Indeed they were. 3 different and unique habitats, offering up some amazing plants. I hope to do more exploration down there next year and find a few more of the 13 native Utricularia species and hopefully some Cape Sarracenia purpurea purpurea. None of these 3 locations had conducive conditions for Sarracenia but they must surely exist in the area in some capacity.
  • #10
Nice Photos! Now I wish I got off my duff and went... (although the notice was a bit short)

A quick suggestion, to hit enter a few times in between pics so there's breaks to frame each picture. Otherwise they all kind of meld into one other...

The ID you were looking for is sabatia kennedyana, a rare plant.

Also it looks like Rhexia (Meadow Beauty's) and Pipeworts (the white pins) there too.

What time of day did you get the D. intermedia flowers? Usually I see em start to shrivel around 10am here on LI

The sites look very much like the sites on LI, which is to be expected as we are all part of the "Outer Lands"
Looks like dune swaths that dip down into the water table, the last site looks very much like the glacially formed ponds we have around here.

The Utric looks like it is U. gibba which is mat-forming and slender as opposed to the more robust and aquatic U. striata that tends to be an anchored aquatic with fox-tail like fronds that emerge from the pond floor. (although I have seen them survive a drought and appear terrestrial as well as U. purpurea)

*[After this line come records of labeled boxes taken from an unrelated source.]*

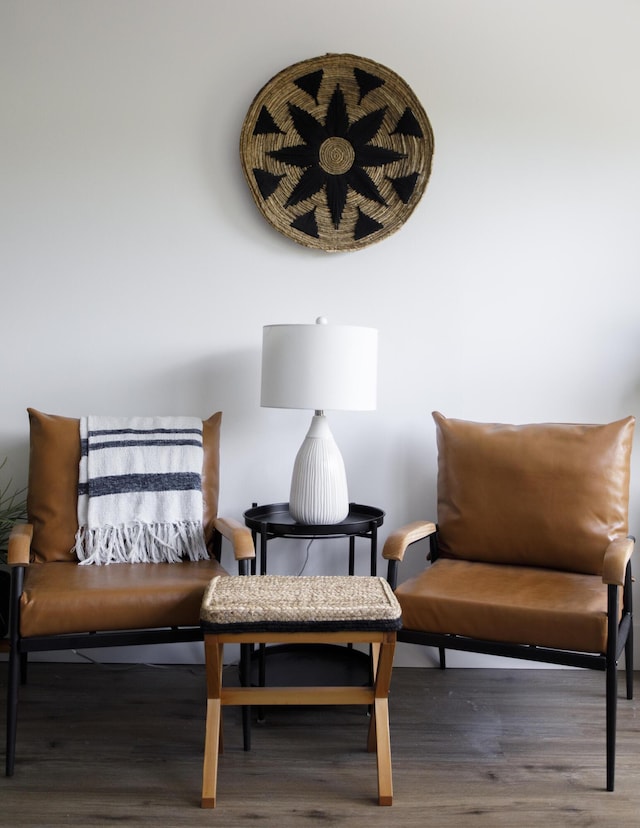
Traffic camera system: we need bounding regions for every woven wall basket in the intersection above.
[240,54,433,251]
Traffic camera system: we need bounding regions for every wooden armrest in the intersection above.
[382,520,436,561]
[213,518,256,561]
[602,538,633,586]
[7,523,33,566]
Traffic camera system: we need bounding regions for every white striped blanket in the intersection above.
[75,417,208,564]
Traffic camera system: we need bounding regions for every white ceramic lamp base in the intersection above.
[289,412,349,526]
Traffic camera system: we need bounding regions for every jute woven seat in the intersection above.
[201,575,401,808]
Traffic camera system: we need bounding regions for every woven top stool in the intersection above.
[200,575,401,808]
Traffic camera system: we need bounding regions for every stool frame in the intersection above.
[201,630,396,808]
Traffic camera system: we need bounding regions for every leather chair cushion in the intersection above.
[433,412,635,575]
[27,408,222,568]
[396,559,607,653]
[20,559,227,636]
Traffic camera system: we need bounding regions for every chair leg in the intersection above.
[624,623,633,699]
[607,663,618,791]
[6,647,21,776]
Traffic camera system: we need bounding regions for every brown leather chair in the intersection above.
[6,409,254,776]
[382,412,635,791]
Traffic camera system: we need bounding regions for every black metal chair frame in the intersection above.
[387,530,633,791]
[6,530,249,776]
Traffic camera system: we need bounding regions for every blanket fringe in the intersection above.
[74,521,209,566]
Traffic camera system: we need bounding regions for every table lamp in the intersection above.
[260,317,378,526]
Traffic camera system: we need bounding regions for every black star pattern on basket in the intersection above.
[253,68,422,239]
[241,55,433,250]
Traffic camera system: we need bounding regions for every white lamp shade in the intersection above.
[260,320,378,411]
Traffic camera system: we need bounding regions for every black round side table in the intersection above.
[244,503,384,575]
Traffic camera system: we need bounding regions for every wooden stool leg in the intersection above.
[201,635,222,808]
[369,633,396,805]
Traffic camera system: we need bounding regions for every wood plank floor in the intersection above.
[0,663,640,828]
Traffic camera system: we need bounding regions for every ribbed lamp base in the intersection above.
[289,413,349,526]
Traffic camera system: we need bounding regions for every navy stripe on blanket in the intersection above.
[78,472,202,497]
[80,440,202,456]
[89,428,202,437]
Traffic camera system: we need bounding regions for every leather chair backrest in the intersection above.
[27,408,222,562]
[433,412,635,575]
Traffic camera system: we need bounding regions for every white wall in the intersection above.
[0,0,640,664]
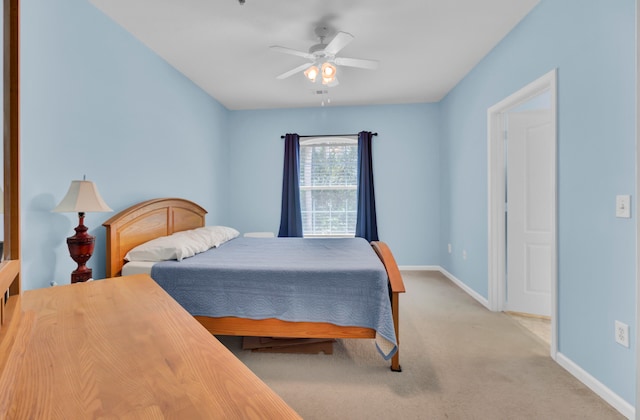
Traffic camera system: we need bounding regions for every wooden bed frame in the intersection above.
[103,198,405,372]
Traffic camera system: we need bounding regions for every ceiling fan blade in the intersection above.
[276,63,312,80]
[324,32,353,55]
[334,57,378,70]
[269,45,314,60]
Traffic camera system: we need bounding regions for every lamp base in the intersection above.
[67,213,96,283]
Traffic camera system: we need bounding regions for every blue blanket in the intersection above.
[151,238,397,359]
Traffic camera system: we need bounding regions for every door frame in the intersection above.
[487,69,558,360]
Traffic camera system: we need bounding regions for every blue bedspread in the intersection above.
[151,238,397,359]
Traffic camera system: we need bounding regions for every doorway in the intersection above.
[487,70,557,359]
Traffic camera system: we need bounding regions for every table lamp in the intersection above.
[52,179,113,283]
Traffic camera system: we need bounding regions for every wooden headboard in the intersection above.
[102,198,207,277]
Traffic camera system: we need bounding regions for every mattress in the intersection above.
[151,238,397,359]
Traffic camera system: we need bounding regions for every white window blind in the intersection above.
[300,137,358,237]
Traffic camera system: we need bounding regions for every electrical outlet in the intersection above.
[616,321,629,348]
[616,195,631,219]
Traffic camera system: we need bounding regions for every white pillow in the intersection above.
[124,226,240,261]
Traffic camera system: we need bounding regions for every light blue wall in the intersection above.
[21,0,228,289]
[440,0,637,403]
[229,104,440,265]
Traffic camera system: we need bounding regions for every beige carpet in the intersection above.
[219,272,624,420]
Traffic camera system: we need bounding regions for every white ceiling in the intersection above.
[89,0,539,110]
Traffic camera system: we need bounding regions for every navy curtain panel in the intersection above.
[356,131,378,242]
[278,134,302,237]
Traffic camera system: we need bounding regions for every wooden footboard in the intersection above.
[103,198,405,372]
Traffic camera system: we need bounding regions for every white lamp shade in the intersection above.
[52,181,113,213]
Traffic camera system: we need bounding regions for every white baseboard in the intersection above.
[398,265,442,271]
[556,352,636,419]
[439,267,491,310]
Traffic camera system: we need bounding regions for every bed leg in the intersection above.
[391,292,402,372]
[391,352,402,372]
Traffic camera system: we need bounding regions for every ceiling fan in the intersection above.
[270,26,378,87]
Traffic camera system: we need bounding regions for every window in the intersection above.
[300,137,358,237]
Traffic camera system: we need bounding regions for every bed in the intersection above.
[103,198,405,372]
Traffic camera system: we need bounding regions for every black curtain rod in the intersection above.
[280,133,378,139]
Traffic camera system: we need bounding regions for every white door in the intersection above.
[505,110,555,316]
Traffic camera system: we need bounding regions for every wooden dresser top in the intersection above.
[9,275,300,419]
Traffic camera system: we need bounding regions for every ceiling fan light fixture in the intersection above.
[321,61,336,85]
[304,66,320,83]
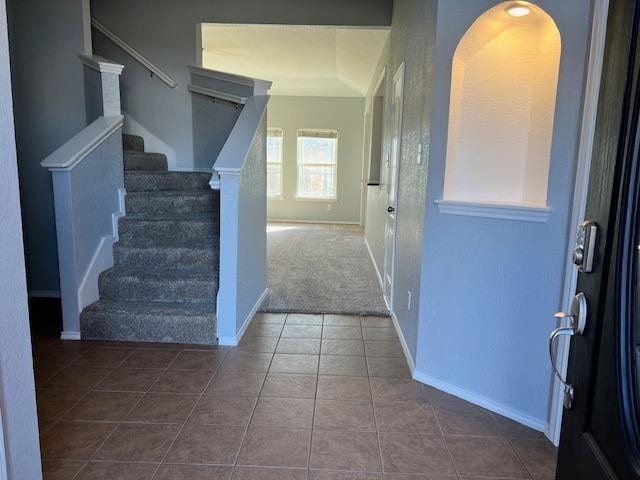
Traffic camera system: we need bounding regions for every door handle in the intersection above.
[549,292,587,410]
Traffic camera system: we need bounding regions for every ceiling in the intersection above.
[202,23,389,97]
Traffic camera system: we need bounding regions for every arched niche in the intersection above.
[444,2,561,207]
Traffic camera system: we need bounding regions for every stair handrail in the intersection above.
[91,17,178,88]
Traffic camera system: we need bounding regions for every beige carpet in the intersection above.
[262,223,388,315]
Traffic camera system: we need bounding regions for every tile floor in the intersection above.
[34,314,556,480]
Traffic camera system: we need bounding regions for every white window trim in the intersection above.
[294,128,339,203]
[267,127,284,200]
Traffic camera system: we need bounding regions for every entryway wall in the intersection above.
[415,0,591,430]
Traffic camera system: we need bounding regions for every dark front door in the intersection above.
[556,0,640,480]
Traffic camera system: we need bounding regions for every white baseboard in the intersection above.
[218,288,269,347]
[267,218,360,226]
[413,370,545,432]
[29,290,60,298]
[78,235,113,312]
[389,310,416,376]
[60,332,80,340]
[364,237,388,288]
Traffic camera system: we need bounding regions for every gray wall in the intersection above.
[417,0,590,427]
[91,0,392,169]
[365,0,436,361]
[8,0,90,292]
[0,0,42,474]
[267,96,364,223]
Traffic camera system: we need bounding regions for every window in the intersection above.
[267,128,282,197]
[296,130,338,200]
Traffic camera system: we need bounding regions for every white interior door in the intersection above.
[383,62,404,308]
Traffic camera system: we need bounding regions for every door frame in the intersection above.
[382,60,405,313]
[544,0,609,446]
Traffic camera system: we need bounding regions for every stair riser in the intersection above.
[122,133,144,152]
[118,217,219,247]
[124,171,211,192]
[114,246,219,271]
[124,152,167,171]
[80,312,218,345]
[125,192,218,215]
[99,274,218,303]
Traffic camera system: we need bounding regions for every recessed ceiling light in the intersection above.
[507,5,531,17]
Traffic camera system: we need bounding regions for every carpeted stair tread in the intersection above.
[122,133,144,152]
[124,170,211,194]
[125,190,219,215]
[80,299,217,345]
[124,151,167,171]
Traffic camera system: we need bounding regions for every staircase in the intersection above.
[80,135,220,345]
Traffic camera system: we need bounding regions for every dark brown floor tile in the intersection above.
[251,313,287,325]
[433,400,500,436]
[282,323,322,338]
[45,366,111,390]
[261,373,318,398]
[151,370,213,393]
[276,338,320,355]
[244,323,282,337]
[36,388,87,421]
[189,395,256,426]
[231,467,307,480]
[40,421,117,460]
[319,355,367,377]
[322,340,364,357]
[166,424,245,465]
[322,326,362,340]
[311,430,381,473]
[169,350,227,370]
[153,465,233,480]
[285,313,322,326]
[238,427,311,468]
[362,327,399,342]
[313,400,376,432]
[73,348,133,368]
[445,436,529,478]
[324,315,360,327]
[236,337,278,353]
[492,413,546,440]
[94,423,180,462]
[74,462,157,480]
[65,392,142,422]
[127,393,198,424]
[367,356,411,378]
[511,438,558,480]
[371,377,419,403]
[269,353,318,375]
[205,372,266,397]
[316,375,371,402]
[380,433,455,475]
[123,349,180,368]
[360,316,394,328]
[95,368,162,392]
[308,470,382,480]
[364,340,404,357]
[375,400,440,435]
[219,350,272,374]
[251,397,313,428]
[42,460,85,480]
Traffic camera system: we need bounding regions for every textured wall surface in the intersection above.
[417,0,590,428]
[0,0,42,474]
[91,0,392,169]
[366,0,436,361]
[8,0,88,292]
[267,96,364,223]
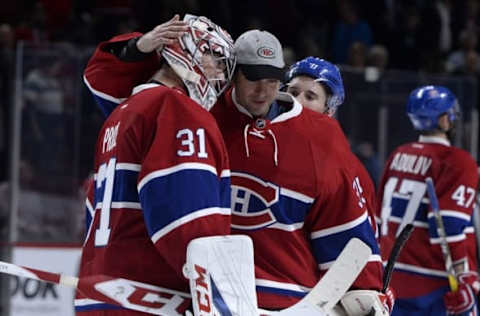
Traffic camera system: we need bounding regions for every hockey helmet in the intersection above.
[285,56,345,109]
[161,14,236,110]
[407,86,460,131]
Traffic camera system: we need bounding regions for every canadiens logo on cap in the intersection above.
[257,46,275,58]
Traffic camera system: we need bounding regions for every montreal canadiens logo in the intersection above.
[231,172,280,230]
[257,46,275,58]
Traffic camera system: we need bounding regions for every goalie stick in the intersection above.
[0,261,191,316]
[425,177,458,292]
[0,238,371,316]
[382,223,414,293]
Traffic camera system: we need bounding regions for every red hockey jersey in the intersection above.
[377,136,478,306]
[211,89,382,309]
[81,33,382,309]
[75,84,230,311]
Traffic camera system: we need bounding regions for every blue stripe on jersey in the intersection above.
[428,214,472,238]
[272,195,312,224]
[75,303,126,312]
[256,285,307,298]
[94,170,139,207]
[391,197,428,223]
[312,218,380,263]
[92,93,118,117]
[140,169,230,236]
[85,207,93,234]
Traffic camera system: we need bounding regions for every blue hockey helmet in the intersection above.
[407,86,460,131]
[285,56,345,108]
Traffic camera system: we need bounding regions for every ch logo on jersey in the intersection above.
[231,172,280,230]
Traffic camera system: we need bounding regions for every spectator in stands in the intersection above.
[331,0,373,64]
[445,30,480,73]
[367,45,388,72]
[347,42,368,70]
[0,24,15,182]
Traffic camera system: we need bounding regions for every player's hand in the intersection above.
[443,273,479,315]
[340,288,395,316]
[137,14,188,53]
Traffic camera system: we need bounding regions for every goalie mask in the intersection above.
[161,14,236,110]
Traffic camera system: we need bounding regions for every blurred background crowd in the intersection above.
[0,0,480,241]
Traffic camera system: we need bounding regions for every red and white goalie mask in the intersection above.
[161,14,236,111]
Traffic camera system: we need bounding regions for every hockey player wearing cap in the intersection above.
[377,86,480,316]
[80,18,382,309]
[75,15,235,316]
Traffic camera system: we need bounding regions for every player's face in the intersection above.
[234,70,280,117]
[287,76,327,113]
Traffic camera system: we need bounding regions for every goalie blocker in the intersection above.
[0,235,388,316]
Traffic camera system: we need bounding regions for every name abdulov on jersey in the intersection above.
[390,153,432,176]
[102,122,120,154]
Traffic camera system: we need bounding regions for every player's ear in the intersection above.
[438,113,452,132]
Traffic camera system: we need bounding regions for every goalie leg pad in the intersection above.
[340,290,390,316]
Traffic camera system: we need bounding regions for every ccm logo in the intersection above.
[194,264,211,314]
[257,46,275,58]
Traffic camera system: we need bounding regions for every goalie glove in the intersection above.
[340,288,395,316]
[443,272,480,315]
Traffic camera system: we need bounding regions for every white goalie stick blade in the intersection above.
[0,261,191,316]
[184,235,258,316]
[267,238,372,316]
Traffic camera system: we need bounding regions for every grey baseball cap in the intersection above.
[235,30,285,81]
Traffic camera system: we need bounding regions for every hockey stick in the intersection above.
[425,177,458,292]
[0,238,371,316]
[0,261,191,316]
[382,223,414,293]
[273,238,372,316]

Looks like a great day, I've been itching to get to the Cape's CP spots!
  • #11
thanks for sharing, I can only imagine how awesome it must be to be there. uhhhhhhhhhhhhh
  • #12
Thanks Matt, glad you enjoyed the pics ! This trip was fairly spur of the moment. We only decided on Wednesday to make it happen. We'll plan a more official bog tour of the Cape next July. I'd also love to come check out some of the Long Island sites sometime !

I got the ID on the gentian in another thread I posted. Thanks though, gorgeous plants. There is indeed both Eriocaulon and Rhexia growing at Site #3. We also found a few Rhexia at Site #2.

We found the flowering D.intermedia at Site #2 around 12:00, which surprised me. Other plants I've seen in the wild as well as my own plants are usually long closed by then.

At Site #1 the areas where the plants are growing actually appear to be completely man made, although long ago. The plants are growing in wet depressions adjacent to several derelict man made cranberry bogs where it's obvious that at some point large portions of soil had been moved around. It's very possibly an old sand pit. It's kind of hard to tell what's going on at Site #2. The site might also be man made as this one is also directly next to some abandoned cranberry bogs. It could also just be a small relict parcel of a vaster habitat that was once there before man intervened. At site #3, all the plants were growing on the margins of a sandy bottomed pond in the middle of what was once a heavily wooded area. There are now several houses on the west and south sides of the pond but, the entire north edge is conservation land.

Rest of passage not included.